Chronic Kidney Disease Heightens in West African Populations

 New findings in the genomics of chronic kidney disease

Figure 1: APOL1 kidney disease can only be studied in humans and Old World monkey species to protect against African trypanosomes.

    Among a multitude of severe types of kidney diseases, rates are significantly higher in black individuals. This disparity can be attributed to the two genetic risk variants of the APOL1 gene on human chromosome 22. One risk variant, known as G1, consists of two amino acid substitutions near the APOL1 C terminus. The second risk variant, known as G2, is a deletion of two amino acids near the APOL1 C terminus as well. This mutation has only been found in individuals with recent West African ancestry, and has proved to be beneficial in enhancing immunity against parasitic infections, specifically Human African Trypanosomiasis that causes African Sleeping Sickness.
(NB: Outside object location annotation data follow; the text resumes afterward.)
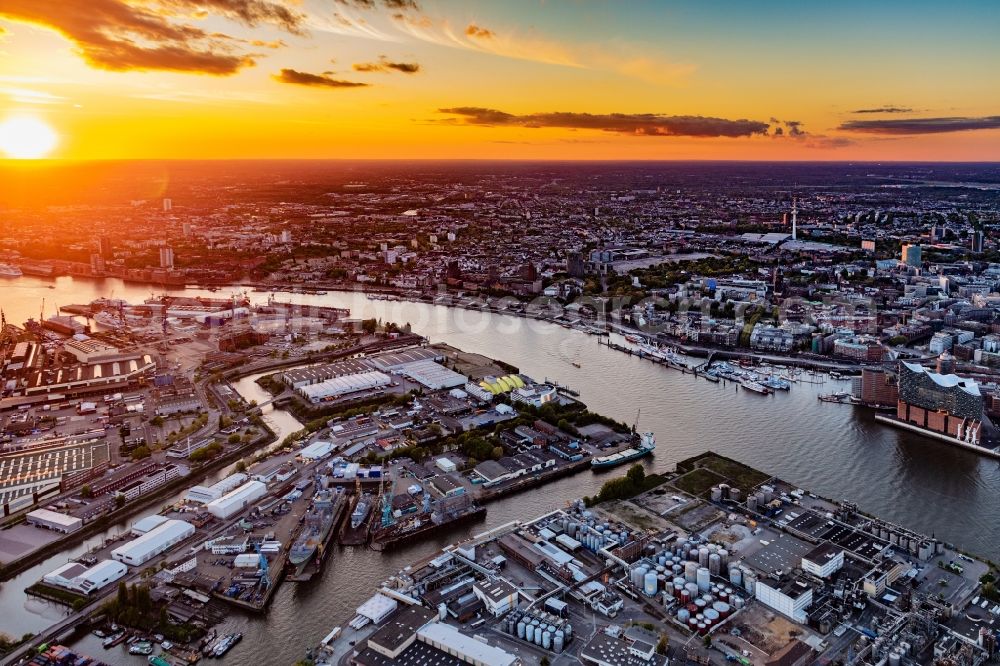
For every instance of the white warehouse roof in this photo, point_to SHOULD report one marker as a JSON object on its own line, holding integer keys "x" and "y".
{"x": 152, "y": 543}
{"x": 466, "y": 648}
{"x": 433, "y": 375}
{"x": 338, "y": 386}
{"x": 236, "y": 500}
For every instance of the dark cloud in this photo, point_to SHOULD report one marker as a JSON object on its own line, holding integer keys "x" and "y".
{"x": 479, "y": 32}
{"x": 323, "y": 80}
{"x": 393, "y": 5}
{"x": 884, "y": 109}
{"x": 921, "y": 125}
{"x": 119, "y": 35}
{"x": 640, "y": 124}
{"x": 386, "y": 65}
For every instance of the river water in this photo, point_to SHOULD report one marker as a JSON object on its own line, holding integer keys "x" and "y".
{"x": 835, "y": 450}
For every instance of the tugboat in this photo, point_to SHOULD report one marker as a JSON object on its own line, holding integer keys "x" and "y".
{"x": 318, "y": 523}
{"x": 361, "y": 511}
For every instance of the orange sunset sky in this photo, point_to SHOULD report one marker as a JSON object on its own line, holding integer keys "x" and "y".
{"x": 519, "y": 79}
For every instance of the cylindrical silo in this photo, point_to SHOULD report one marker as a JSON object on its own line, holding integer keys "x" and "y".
{"x": 704, "y": 579}
{"x": 649, "y": 585}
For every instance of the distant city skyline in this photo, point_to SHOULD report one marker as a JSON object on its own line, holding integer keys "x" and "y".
{"x": 425, "y": 79}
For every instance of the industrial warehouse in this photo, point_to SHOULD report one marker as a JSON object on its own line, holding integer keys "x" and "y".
{"x": 751, "y": 567}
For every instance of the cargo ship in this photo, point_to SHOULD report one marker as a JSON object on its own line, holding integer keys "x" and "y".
{"x": 317, "y": 526}
{"x": 446, "y": 512}
{"x": 361, "y": 511}
{"x": 646, "y": 445}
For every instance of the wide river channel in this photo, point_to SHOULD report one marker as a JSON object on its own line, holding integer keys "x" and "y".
{"x": 835, "y": 450}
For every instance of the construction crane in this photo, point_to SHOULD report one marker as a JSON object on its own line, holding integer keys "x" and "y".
{"x": 387, "y": 518}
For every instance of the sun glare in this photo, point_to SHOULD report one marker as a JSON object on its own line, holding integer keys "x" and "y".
{"x": 26, "y": 138}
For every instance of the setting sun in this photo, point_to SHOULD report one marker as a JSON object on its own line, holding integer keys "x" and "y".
{"x": 26, "y": 138}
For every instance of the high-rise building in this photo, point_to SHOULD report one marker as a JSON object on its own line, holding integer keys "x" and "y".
{"x": 942, "y": 403}
{"x": 166, "y": 257}
{"x": 977, "y": 242}
{"x": 911, "y": 255}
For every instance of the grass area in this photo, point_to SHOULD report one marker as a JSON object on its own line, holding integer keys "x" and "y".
{"x": 731, "y": 471}
{"x": 58, "y": 595}
{"x": 698, "y": 481}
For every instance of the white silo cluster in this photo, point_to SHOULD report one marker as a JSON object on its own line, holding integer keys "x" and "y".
{"x": 543, "y": 629}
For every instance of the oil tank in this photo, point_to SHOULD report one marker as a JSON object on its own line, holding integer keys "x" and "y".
{"x": 650, "y": 584}
{"x": 704, "y": 579}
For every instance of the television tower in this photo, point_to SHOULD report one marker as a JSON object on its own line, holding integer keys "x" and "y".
{"x": 795, "y": 212}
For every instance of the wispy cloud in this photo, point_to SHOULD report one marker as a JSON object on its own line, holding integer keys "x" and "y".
{"x": 885, "y": 109}
{"x": 324, "y": 80}
{"x": 123, "y": 35}
{"x": 636, "y": 124}
{"x": 914, "y": 126}
{"x": 386, "y": 65}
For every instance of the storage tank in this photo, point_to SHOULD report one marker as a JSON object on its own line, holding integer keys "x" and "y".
{"x": 650, "y": 584}
{"x": 704, "y": 579}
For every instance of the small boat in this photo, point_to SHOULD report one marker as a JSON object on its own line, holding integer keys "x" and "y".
{"x": 646, "y": 445}
{"x": 756, "y": 387}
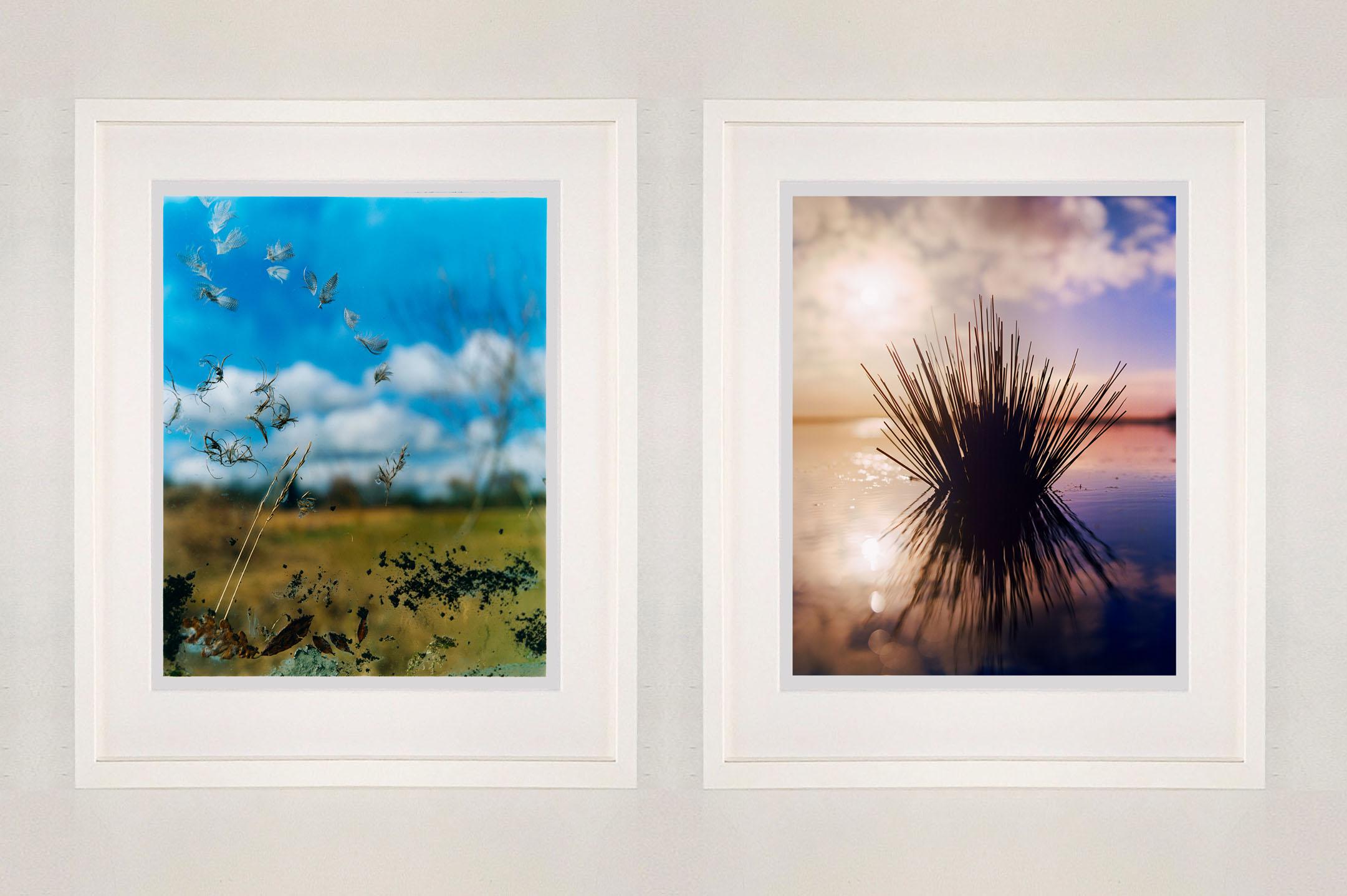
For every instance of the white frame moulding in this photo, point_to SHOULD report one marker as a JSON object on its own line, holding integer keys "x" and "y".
{"x": 615, "y": 765}
{"x": 771, "y": 761}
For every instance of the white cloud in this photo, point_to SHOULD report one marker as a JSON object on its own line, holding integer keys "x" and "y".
{"x": 868, "y": 271}
{"x": 313, "y": 387}
{"x": 484, "y": 358}
{"x": 363, "y": 429}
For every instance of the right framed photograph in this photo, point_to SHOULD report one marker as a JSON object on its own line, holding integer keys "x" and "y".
{"x": 985, "y": 432}
{"x": 984, "y": 444}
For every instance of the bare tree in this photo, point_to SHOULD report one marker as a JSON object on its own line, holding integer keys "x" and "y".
{"x": 500, "y": 391}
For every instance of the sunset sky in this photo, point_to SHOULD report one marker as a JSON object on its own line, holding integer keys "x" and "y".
{"x": 1094, "y": 274}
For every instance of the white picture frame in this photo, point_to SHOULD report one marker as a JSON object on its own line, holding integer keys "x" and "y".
{"x": 757, "y": 729}
{"x": 575, "y": 728}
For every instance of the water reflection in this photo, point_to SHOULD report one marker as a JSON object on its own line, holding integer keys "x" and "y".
{"x": 985, "y": 570}
{"x": 1083, "y": 585}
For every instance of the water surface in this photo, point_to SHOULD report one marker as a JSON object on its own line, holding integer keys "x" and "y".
{"x": 889, "y": 583}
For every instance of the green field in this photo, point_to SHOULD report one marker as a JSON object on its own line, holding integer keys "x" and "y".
{"x": 337, "y": 551}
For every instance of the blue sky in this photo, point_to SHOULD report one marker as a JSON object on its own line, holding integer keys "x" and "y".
{"x": 1094, "y": 274}
{"x": 399, "y": 262}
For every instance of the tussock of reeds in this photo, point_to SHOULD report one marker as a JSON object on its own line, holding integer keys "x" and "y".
{"x": 982, "y": 419}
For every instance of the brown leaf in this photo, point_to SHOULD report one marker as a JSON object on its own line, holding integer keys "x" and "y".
{"x": 289, "y": 636}
{"x": 340, "y": 642}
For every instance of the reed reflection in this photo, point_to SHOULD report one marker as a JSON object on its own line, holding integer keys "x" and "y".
{"x": 981, "y": 576}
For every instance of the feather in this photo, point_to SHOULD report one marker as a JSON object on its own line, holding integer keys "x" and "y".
{"x": 261, "y": 429}
{"x": 388, "y": 474}
{"x": 212, "y": 293}
{"x": 220, "y": 216}
{"x": 329, "y": 292}
{"x": 232, "y": 240}
{"x": 289, "y": 636}
{"x": 375, "y": 344}
{"x": 191, "y": 258}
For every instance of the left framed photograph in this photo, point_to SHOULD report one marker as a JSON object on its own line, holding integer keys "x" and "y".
{"x": 355, "y": 444}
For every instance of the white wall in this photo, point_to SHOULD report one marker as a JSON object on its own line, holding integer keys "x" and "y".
{"x": 670, "y": 836}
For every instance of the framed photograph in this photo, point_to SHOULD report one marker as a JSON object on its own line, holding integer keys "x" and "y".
{"x": 984, "y": 444}
{"x": 355, "y": 446}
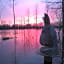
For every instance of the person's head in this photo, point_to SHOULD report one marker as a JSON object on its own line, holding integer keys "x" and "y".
{"x": 46, "y": 19}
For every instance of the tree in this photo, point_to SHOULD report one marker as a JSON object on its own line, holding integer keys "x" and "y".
{"x": 14, "y": 11}
{"x": 63, "y": 29}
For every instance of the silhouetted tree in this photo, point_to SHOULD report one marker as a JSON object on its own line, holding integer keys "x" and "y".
{"x": 63, "y": 28}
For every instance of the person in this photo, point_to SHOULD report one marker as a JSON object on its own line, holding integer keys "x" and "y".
{"x": 48, "y": 35}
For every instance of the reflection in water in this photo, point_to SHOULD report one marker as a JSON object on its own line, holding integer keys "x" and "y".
{"x": 21, "y": 49}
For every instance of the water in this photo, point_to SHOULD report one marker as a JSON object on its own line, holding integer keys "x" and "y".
{"x": 21, "y": 48}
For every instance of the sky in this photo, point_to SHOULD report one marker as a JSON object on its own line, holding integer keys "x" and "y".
{"x": 21, "y": 7}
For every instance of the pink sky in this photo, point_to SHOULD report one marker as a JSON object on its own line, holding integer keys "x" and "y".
{"x": 21, "y": 12}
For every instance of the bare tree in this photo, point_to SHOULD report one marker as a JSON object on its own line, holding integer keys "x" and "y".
{"x": 63, "y": 29}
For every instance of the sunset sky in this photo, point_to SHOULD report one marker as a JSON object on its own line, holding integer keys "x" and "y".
{"x": 21, "y": 8}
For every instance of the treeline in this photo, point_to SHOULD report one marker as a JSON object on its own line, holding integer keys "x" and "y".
{"x": 28, "y": 26}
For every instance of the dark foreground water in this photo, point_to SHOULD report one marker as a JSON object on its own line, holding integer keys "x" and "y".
{"x": 21, "y": 48}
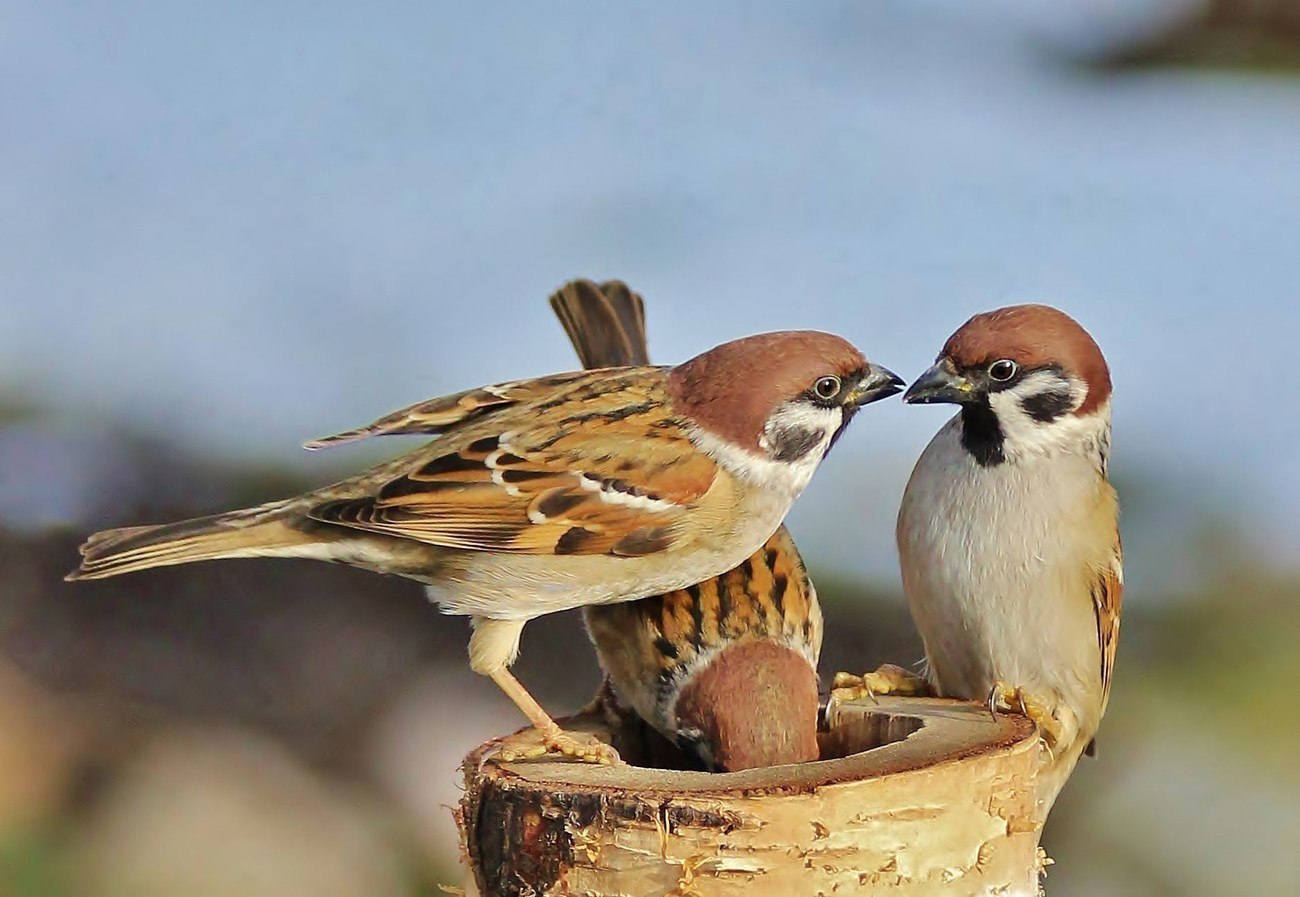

    This study consisted of more than 8,000 individuals from Nigeria and Ghana, emphasizing the necessity for early screening of CKD, as transplants and dialysis treatments are extremely costly and rare in most regions of West Africa. These genomic differences in these populations pose greater risk of complications, such as hypertension-associated end-stage kidney failure, HIV-associated nephropathy, and other non-diabetic kidney diseases.